Another plausible scenario involves Ukraine. Russia, worn down by U.S and NATO proxy war in Ukraine decides their national survival is at stake. In desperation they decide to use tactical nuclear weapons. Per establish policy, NATO responds in kind with disastrous results. Even if NATO does not respond, large areas of Ukraine would be rendered uninhabitable.

The Ukraine war could push Russia, dominated by another egotistical, all-powerful leader, to launch a first strike directly at the U.S. Even rational leaders often react to provocations emotionally. This is how wars start and how deterrence can fail. The problem with relying on deterrence to prevent nuclear war is that there is no Plan B. If it fails we are all dead.

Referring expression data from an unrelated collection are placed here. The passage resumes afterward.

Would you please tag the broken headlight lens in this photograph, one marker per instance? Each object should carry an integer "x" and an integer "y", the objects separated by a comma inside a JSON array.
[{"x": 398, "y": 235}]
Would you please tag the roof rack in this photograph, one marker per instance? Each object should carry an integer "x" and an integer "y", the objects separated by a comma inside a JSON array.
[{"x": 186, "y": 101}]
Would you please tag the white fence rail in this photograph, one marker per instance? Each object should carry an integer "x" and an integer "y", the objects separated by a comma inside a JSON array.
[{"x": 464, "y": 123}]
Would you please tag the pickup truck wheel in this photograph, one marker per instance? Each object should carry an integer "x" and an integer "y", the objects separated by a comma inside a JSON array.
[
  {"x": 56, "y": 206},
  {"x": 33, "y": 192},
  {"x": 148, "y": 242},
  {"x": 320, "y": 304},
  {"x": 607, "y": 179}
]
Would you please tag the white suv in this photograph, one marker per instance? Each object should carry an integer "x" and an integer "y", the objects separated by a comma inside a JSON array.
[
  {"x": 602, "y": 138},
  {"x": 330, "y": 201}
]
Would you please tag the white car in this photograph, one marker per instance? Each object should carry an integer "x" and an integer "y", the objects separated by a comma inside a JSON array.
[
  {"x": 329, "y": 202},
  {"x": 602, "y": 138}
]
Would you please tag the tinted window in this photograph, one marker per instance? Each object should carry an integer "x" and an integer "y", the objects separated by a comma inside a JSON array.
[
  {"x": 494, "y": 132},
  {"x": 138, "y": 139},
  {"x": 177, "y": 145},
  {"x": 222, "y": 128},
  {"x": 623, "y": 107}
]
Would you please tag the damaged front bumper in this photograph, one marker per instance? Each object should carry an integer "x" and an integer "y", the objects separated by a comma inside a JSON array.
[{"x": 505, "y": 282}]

The U.S. could also decide to end the problem of Vladimir Putin with a first strike (it won’t be the first time we started a war). Our better technology achieves complete surprise and a total “victory” with no Russian response. But thousands of nuclear explosions start fire storms and Russia, the world’s largest country with massive forests, burns. The smoke and dust blocks the sun and creates nuclear winter. Agriculture collapses worldwide and billions starve.

The only sensible nuclear scenario is to abolish these insane weapons. This is possible and there are things the U.S. can do unilaterally, and with other nations, to make the world a safer place.